「優羅さーん、また一人でいる〜!」
昼休みの教室で、誰かがそんな言葉を投げた。
冗談めかしたその声に、クラスの数人が笑う。
でも、優羅は何も言わず、教科書を開いたまま机に視線を落とした。
そんな言葉には慣れていた。
慣れているはずだった。
でも、最近――心が少しだけ、傷みやすくなっていた。
“また一人でいる”
その言葉が頭の中を反芻する。
“そうだよ、だって美咲さんは別の教室にいるから”
その思いが一瞬、胸を支えたあと、今度は別の苦しさに変わっていく。
“なのに、さっき楽しそうに話してたよね。あの子たちと、笑ってた”
午後の授業も集中できず、視線は窓の外に向かったまま。
早く放課後になって、早くあの場所で、彼女とだけの世界に戻りたい――。
ようやくチャイムが鳴ったとき、優羅は誰よりも早く教室を出た。
屋上へ続く階段を、息も荒く駆け上がる。
扉を開けると、そこにはもう、美咲がいた。
「……来るの早いね」
「……あなたよりは遅かった」
ふたりとも、少し笑う。けれどその笑顔は、どこかぎこちない。
風が冷たい。春の終わり、もうすぐ梅雨が来る。
「……ねぇ」
「うん?」
「なんでさ……教室ではあんなに楽しそうにできるの?」
その言葉に、美咲の笑顔がすっと消えた。
「……そう見えた?」
「見えた。“私といるとき”とは、全然違う顔してた」
美咲は黙っていた。答えを出そうとしているのではなく、答えたくないのだとすぐに分かった。
「もしかして……」
優羅は自分の口から出そうとした言葉を、必死で飲み込んだ。
“あの子たちといた方が楽しい?”
“私といるのは、もう重たい?”
聞いたら、壊れてしまう。
でも、美咲はそっと口を開いた。
「私ね、ずっと思ってたの。“普通”の子になれたら楽なのにって」
「……普通?」
「誰かと笑って、誰かと遊んで、彼氏とかできて。悩みはテストの点とかだけで。そういうのに、なりたかった」
「……じゃあ、私といるときは?」
「……全部、本当」
その言葉が、どうしようもなく嬉しくて、でも同時に、どうしようもなく哀しかった。
「普通のフリをしてるのが苦しい。…でも、優羅さんといるときだけ、私、ちゃんと“私”でいられる」
「私も」
ふたりは柵の前に並んで立った。下を見下ろせば、風景がミニチュアのように小さく見えた。

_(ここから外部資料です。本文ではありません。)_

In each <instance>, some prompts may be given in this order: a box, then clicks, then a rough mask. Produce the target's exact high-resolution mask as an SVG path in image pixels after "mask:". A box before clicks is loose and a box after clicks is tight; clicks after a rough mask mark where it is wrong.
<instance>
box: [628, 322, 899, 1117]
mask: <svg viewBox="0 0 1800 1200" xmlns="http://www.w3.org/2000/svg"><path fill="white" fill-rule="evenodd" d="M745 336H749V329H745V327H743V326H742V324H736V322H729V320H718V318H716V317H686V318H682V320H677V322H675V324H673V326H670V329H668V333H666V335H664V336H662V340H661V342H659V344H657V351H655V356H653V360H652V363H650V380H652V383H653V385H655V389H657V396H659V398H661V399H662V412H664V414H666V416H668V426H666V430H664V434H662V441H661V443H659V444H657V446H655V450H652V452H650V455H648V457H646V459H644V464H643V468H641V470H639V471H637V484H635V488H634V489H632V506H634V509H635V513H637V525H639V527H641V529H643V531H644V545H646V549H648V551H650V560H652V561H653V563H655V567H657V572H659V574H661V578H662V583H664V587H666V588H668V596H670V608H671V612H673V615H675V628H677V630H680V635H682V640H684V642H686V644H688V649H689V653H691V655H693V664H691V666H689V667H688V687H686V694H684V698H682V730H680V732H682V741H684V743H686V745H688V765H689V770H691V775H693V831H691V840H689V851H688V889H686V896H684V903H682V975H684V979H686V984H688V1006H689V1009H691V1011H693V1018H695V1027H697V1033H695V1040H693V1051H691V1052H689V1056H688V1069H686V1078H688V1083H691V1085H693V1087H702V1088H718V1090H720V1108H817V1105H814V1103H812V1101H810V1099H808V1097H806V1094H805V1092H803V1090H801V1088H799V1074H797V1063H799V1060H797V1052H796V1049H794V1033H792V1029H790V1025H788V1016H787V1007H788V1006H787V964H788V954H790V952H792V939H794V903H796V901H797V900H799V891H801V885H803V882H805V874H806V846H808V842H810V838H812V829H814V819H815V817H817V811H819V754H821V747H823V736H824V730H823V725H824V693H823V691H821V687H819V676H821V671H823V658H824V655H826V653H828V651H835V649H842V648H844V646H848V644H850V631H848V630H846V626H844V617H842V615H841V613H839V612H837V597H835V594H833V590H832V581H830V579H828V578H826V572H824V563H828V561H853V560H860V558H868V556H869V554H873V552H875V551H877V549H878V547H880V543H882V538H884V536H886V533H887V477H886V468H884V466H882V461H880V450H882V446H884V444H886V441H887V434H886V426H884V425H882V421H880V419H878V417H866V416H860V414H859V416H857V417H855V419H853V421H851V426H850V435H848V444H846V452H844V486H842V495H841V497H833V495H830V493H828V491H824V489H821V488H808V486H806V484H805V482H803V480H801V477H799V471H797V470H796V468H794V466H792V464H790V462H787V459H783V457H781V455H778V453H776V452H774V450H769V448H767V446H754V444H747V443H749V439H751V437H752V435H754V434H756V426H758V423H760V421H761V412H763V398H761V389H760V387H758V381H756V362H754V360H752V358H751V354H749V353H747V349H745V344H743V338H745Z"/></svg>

人も、車も、学校も、世界も――すべて、手のひらに収まってしまいそうだった。
「……このまま、全部捨てて、どこかに行けたらいいのにね」
「誰もいない、ふたりだけの場所で?」
「うん、名前も顔も、過去も未来も何もいらない。ただ、私と優羅さんだけが、生きてるって分かればそれでいい」
「それ、逃げだよ」
「……そうかも。でも、それ以外、今はもう考えられない」
優羅は、隣の美咲の手を見た。
いつもは繋がないその手を、ほんの少しだけ握りたくなった。
でも、それはまだ“してはいけないこと”のような気がして、指先が宙で止まる。
「この世界は、私たちには合わないよね」
「うん。だからもう、“私たちの世界”をつくろう」
ふたりだけの秘密。
ふたりだけの時間。
ふたりだけの世界。
“恋人じゃない”と否定することで、逆に強く結ばれていく。
それは、誰にも祝福されない結びつき。
でも、それこそが――ふたりにとっての救いだった。